Lapérouse had a faded glamour, the dark oak and brass handrails of La Belle Epoque, that beautiful time of gaslight, parasols, and horse-drawn carriages. A headwaiter led the way up a narrow staircase to les salles, the private dining salons on the second floor. Prince Saddem had booked the popular Salon des Amours, which sat eight and had elegantly paneled walls, mirrors, and murals of cheerful pink cherubs. Byron seated himself on a red velvet couch, his arms along its back, his long legs stretched out in front of him.
“If those cherubs could speak the conversation would be salacious, indecent, predominantly sexual, not to mention naughty.”

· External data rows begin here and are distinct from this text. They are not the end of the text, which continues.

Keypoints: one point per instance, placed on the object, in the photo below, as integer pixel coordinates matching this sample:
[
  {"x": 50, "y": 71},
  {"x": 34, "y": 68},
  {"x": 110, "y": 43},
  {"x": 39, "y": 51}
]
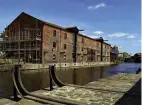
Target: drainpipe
[
  {"x": 102, "y": 50},
  {"x": 75, "y": 46}
]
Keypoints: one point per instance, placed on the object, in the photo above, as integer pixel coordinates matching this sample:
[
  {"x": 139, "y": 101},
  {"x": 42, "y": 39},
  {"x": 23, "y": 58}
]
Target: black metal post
[
  {"x": 101, "y": 50},
  {"x": 14, "y": 88},
  {"x": 50, "y": 78},
  {"x": 15, "y": 93}
]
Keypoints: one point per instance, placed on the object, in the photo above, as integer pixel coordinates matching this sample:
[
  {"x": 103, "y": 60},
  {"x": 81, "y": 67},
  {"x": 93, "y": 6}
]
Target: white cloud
[
  {"x": 101, "y": 5},
  {"x": 140, "y": 41},
  {"x": 131, "y": 37},
  {"x": 92, "y": 36},
  {"x": 118, "y": 34},
  {"x": 98, "y": 32}
]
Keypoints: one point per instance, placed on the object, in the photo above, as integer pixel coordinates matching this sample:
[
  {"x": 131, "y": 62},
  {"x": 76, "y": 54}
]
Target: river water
[{"x": 34, "y": 80}]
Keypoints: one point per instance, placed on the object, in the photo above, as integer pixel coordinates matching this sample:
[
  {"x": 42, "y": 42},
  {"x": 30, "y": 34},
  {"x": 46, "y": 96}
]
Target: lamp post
[{"x": 102, "y": 41}]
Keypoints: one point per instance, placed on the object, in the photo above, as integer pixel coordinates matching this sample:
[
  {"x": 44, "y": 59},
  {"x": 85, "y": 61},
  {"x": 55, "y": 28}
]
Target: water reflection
[{"x": 34, "y": 80}]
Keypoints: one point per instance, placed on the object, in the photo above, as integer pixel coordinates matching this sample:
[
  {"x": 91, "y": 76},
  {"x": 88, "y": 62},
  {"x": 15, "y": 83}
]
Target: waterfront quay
[{"x": 121, "y": 89}]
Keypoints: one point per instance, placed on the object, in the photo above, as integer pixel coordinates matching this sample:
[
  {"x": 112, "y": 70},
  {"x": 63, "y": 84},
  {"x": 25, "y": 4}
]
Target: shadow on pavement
[{"x": 132, "y": 97}]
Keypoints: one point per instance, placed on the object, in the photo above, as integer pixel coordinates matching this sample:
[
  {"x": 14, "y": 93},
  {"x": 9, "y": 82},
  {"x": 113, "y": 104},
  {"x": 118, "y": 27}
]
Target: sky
[{"x": 117, "y": 21}]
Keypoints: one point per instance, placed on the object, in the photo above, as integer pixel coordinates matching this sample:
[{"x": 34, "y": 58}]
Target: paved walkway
[{"x": 122, "y": 89}]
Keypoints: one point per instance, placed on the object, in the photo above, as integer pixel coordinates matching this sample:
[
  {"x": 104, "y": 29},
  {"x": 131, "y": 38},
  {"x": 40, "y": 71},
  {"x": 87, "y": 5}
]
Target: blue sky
[{"x": 118, "y": 21}]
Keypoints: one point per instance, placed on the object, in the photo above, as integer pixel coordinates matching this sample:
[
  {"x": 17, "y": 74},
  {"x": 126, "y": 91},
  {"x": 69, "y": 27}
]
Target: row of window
[
  {"x": 54, "y": 57},
  {"x": 54, "y": 45},
  {"x": 55, "y": 33}
]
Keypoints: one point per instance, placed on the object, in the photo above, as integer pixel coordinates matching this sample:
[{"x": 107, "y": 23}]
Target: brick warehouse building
[{"x": 36, "y": 41}]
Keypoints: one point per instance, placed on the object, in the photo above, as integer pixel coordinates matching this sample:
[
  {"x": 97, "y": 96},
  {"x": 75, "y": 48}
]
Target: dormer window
[
  {"x": 54, "y": 44},
  {"x": 54, "y": 33},
  {"x": 65, "y": 36},
  {"x": 82, "y": 40}
]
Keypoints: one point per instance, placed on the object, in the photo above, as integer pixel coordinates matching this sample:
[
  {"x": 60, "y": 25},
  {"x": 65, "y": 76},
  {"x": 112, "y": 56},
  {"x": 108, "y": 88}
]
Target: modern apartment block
[{"x": 36, "y": 41}]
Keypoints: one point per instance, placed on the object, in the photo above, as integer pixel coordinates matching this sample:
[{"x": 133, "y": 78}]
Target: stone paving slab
[
  {"x": 7, "y": 102},
  {"x": 97, "y": 97},
  {"x": 21, "y": 102},
  {"x": 119, "y": 83}
]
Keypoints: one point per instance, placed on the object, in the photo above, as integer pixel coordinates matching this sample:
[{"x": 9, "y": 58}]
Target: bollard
[
  {"x": 15, "y": 93},
  {"x": 50, "y": 78},
  {"x": 14, "y": 88}
]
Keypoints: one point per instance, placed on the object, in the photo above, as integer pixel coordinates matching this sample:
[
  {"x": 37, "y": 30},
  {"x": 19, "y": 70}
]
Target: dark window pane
[
  {"x": 54, "y": 33},
  {"x": 54, "y": 57},
  {"x": 54, "y": 44},
  {"x": 65, "y": 46},
  {"x": 65, "y": 36},
  {"x": 82, "y": 40}
]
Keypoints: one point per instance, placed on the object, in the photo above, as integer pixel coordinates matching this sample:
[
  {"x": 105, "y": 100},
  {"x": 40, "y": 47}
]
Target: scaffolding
[{"x": 23, "y": 44}]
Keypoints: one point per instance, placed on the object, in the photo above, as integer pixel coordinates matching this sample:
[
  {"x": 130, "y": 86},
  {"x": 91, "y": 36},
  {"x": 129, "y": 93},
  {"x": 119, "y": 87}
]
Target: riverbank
[
  {"x": 118, "y": 89},
  {"x": 28, "y": 66}
]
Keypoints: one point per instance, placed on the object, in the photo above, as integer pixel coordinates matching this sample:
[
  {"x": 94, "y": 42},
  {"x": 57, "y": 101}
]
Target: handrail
[{"x": 23, "y": 91}]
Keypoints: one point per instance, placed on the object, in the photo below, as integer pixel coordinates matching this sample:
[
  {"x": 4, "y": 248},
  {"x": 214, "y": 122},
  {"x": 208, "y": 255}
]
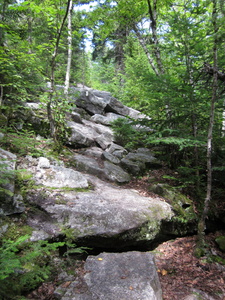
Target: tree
[
  {"x": 67, "y": 80},
  {"x": 202, "y": 222}
]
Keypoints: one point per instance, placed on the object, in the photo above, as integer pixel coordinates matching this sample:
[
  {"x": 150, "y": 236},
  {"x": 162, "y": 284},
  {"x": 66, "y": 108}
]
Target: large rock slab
[
  {"x": 58, "y": 176},
  {"x": 105, "y": 217},
  {"x": 106, "y": 170},
  {"x": 112, "y": 276},
  {"x": 81, "y": 135}
]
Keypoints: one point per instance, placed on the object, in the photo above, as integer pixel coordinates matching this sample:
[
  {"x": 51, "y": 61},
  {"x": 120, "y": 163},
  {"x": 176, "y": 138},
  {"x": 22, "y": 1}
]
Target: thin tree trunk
[
  {"x": 144, "y": 47},
  {"x": 202, "y": 221},
  {"x": 52, "y": 80},
  {"x": 67, "y": 80},
  {"x": 153, "y": 19}
]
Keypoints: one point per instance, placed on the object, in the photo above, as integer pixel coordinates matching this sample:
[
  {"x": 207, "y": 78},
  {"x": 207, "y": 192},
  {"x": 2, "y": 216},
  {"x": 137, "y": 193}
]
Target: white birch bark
[{"x": 67, "y": 79}]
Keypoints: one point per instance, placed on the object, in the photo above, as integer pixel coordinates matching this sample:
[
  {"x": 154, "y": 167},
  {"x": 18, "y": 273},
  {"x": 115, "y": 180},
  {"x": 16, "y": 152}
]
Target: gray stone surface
[
  {"x": 117, "y": 150},
  {"x": 60, "y": 177},
  {"x": 113, "y": 276},
  {"x": 105, "y": 217},
  {"x": 115, "y": 173},
  {"x": 111, "y": 158},
  {"x": 81, "y": 135}
]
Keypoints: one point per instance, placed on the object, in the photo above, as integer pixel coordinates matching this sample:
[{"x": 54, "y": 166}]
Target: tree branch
[{"x": 211, "y": 71}]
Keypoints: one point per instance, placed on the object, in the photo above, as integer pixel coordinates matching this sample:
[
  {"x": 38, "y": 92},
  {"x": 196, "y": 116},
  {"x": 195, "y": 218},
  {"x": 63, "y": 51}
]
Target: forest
[{"x": 164, "y": 58}]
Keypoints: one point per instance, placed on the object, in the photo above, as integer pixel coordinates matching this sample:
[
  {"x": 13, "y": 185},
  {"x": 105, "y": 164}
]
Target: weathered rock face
[
  {"x": 104, "y": 217},
  {"x": 110, "y": 276}
]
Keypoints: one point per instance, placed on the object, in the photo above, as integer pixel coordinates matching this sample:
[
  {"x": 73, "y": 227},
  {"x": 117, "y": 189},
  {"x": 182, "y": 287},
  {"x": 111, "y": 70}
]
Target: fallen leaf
[
  {"x": 66, "y": 284},
  {"x": 164, "y": 272}
]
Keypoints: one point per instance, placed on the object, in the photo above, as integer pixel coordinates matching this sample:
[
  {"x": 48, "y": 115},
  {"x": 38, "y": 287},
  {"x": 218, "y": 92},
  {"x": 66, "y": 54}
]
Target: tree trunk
[
  {"x": 144, "y": 47},
  {"x": 52, "y": 83},
  {"x": 202, "y": 221},
  {"x": 67, "y": 80},
  {"x": 153, "y": 19}
]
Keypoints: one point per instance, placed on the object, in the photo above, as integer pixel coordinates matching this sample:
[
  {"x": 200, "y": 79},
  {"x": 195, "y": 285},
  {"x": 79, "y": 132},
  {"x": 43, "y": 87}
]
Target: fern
[{"x": 24, "y": 265}]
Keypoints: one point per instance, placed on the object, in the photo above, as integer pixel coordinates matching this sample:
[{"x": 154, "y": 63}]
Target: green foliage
[
  {"x": 22, "y": 143},
  {"x": 60, "y": 106},
  {"x": 6, "y": 176},
  {"x": 24, "y": 265}
]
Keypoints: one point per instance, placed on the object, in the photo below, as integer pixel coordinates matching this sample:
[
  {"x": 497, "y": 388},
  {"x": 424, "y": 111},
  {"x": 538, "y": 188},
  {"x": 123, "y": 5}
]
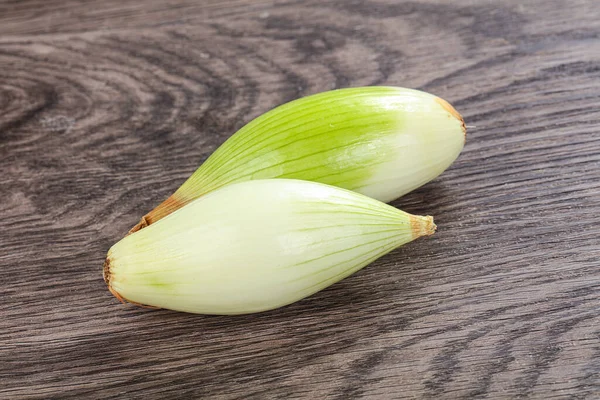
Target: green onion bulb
[
  {"x": 382, "y": 142},
  {"x": 255, "y": 246}
]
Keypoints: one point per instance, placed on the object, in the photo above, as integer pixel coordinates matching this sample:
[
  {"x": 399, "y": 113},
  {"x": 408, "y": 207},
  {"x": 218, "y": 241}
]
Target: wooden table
[{"x": 106, "y": 107}]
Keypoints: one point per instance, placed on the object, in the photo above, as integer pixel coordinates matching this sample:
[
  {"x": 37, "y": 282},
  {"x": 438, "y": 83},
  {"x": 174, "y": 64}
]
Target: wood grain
[{"x": 106, "y": 107}]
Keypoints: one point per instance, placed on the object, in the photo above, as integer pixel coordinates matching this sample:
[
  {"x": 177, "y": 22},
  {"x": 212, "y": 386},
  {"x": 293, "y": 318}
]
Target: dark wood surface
[{"x": 106, "y": 107}]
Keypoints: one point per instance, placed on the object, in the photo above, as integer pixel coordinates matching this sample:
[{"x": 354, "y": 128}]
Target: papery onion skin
[
  {"x": 255, "y": 246},
  {"x": 379, "y": 141}
]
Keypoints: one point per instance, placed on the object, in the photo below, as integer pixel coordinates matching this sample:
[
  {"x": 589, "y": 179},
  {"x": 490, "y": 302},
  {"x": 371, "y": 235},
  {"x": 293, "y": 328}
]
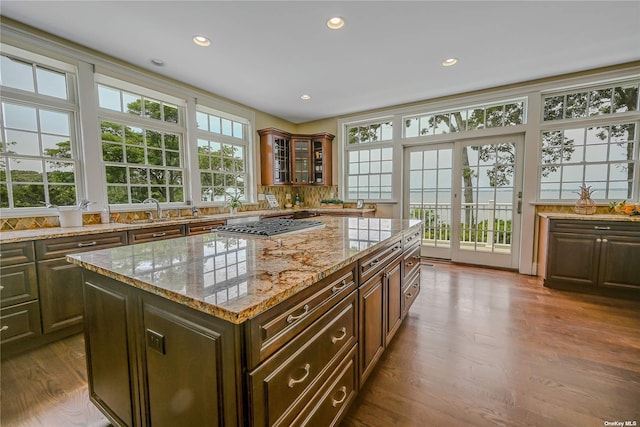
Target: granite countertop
[
  {"x": 598, "y": 217},
  {"x": 237, "y": 278},
  {"x": 53, "y": 232}
]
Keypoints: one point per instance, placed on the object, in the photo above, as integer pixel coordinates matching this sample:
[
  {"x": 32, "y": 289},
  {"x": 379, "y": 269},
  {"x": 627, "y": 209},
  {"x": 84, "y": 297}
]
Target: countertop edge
[{"x": 239, "y": 317}]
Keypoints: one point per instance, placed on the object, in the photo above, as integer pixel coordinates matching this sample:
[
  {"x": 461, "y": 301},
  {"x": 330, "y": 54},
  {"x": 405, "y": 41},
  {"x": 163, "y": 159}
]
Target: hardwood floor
[
  {"x": 480, "y": 347},
  {"x": 483, "y": 348}
]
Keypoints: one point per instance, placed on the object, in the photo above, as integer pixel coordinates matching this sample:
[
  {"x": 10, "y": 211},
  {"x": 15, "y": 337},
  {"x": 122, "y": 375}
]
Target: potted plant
[{"x": 234, "y": 201}]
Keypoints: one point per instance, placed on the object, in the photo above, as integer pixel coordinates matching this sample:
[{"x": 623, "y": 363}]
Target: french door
[{"x": 467, "y": 193}]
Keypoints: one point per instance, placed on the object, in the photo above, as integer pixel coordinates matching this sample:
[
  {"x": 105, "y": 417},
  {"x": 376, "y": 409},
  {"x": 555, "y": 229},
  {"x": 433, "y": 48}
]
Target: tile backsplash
[{"x": 311, "y": 197}]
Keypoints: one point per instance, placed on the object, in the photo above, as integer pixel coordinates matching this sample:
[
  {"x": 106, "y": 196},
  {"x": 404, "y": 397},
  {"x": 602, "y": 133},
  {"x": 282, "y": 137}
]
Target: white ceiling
[{"x": 265, "y": 54}]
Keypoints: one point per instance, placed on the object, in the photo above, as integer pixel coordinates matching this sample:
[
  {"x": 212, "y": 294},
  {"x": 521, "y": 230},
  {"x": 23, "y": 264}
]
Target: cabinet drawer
[
  {"x": 411, "y": 261},
  {"x": 624, "y": 228},
  {"x": 16, "y": 253},
  {"x": 328, "y": 406},
  {"x": 19, "y": 322},
  {"x": 155, "y": 233},
  {"x": 410, "y": 293},
  {"x": 19, "y": 284},
  {"x": 372, "y": 263},
  {"x": 59, "y": 247},
  {"x": 204, "y": 227},
  {"x": 286, "y": 381},
  {"x": 269, "y": 331}
]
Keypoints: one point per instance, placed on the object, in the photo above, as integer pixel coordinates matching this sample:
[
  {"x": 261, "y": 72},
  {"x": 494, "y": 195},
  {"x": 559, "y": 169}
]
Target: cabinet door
[
  {"x": 189, "y": 380},
  {"x": 111, "y": 361},
  {"x": 321, "y": 160},
  {"x": 372, "y": 328},
  {"x": 393, "y": 299},
  {"x": 19, "y": 284},
  {"x": 301, "y": 162},
  {"x": 573, "y": 258},
  {"x": 60, "y": 294},
  {"x": 620, "y": 262}
]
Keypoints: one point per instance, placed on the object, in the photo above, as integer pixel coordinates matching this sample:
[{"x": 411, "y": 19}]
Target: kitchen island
[{"x": 220, "y": 329}]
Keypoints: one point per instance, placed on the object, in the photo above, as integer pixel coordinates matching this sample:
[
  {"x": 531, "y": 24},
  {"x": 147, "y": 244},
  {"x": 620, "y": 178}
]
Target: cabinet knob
[
  {"x": 291, "y": 318},
  {"x": 293, "y": 381},
  {"x": 336, "y": 402},
  {"x": 343, "y": 334}
]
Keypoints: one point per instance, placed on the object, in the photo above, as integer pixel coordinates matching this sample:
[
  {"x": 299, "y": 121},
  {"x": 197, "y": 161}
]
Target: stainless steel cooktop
[{"x": 270, "y": 227}]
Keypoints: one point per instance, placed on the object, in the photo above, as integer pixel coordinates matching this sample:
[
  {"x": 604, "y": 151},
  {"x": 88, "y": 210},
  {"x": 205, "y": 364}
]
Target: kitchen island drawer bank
[{"x": 266, "y": 329}]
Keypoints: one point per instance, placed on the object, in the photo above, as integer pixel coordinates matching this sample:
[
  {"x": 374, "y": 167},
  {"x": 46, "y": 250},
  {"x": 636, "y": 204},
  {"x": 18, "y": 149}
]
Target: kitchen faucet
[{"x": 158, "y": 210}]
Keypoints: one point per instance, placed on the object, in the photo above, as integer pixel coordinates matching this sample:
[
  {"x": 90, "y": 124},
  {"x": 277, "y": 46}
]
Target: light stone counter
[
  {"x": 611, "y": 217},
  {"x": 53, "y": 232},
  {"x": 237, "y": 278}
]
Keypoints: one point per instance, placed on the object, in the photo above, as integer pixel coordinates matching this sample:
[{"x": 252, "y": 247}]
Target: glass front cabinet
[{"x": 306, "y": 158}]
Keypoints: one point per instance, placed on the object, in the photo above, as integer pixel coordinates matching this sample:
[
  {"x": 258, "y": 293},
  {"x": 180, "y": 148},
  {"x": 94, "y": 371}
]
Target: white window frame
[
  {"x": 68, "y": 106},
  {"x": 155, "y": 125},
  {"x": 244, "y": 142},
  {"x": 588, "y": 122}
]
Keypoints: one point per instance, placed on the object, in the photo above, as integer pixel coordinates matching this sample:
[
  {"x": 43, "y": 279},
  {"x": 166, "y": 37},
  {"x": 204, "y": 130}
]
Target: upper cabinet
[{"x": 295, "y": 159}]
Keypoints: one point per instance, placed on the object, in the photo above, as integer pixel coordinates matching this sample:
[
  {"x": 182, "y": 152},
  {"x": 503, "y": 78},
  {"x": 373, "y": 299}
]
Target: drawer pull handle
[
  {"x": 293, "y": 382},
  {"x": 342, "y": 285},
  {"x": 291, "y": 318},
  {"x": 84, "y": 245},
  {"x": 336, "y": 402},
  {"x": 343, "y": 330}
]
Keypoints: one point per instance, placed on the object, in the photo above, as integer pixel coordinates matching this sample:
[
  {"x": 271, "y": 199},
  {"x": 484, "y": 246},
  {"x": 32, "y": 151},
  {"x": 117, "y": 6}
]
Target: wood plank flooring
[{"x": 480, "y": 347}]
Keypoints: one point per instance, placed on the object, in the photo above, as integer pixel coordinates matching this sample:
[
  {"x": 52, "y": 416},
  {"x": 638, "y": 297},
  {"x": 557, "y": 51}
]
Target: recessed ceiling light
[
  {"x": 335, "y": 23},
  {"x": 449, "y": 62},
  {"x": 201, "y": 41}
]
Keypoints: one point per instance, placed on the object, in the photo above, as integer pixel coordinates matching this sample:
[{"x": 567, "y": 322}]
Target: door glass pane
[
  {"x": 487, "y": 195},
  {"x": 430, "y": 194}
]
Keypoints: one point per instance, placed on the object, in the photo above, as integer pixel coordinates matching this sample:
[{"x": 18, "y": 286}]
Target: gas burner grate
[{"x": 270, "y": 227}]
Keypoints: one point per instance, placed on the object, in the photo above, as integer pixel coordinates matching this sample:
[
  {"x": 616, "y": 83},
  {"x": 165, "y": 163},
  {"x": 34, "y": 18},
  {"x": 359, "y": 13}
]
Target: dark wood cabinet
[
  {"x": 60, "y": 283},
  {"x": 372, "y": 334},
  {"x": 275, "y": 156},
  {"x": 593, "y": 256},
  {"x": 380, "y": 296},
  {"x": 311, "y": 156},
  {"x": 295, "y": 159},
  {"x": 155, "y": 362}
]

“I was telling Jennifer about these rooms,” said Prince Saddem, stepping aside to allow two waiters to enter with champagne, ice buckets, and glasses. “There are sixteen of them, each one decorated in a different style, and they form a most interesting tradition. These rooms are for lovers, for those who wish to dine and indulge other appetites as well.”
He pointed to the door. “Look. Just one doorknob and that’s on the inside. There is no knob on the outside. It insures privacy.”
Jennifer Bean looked at both sides of the door. “How about that? People, all I can say is this beats doing it in a Volkswagen.”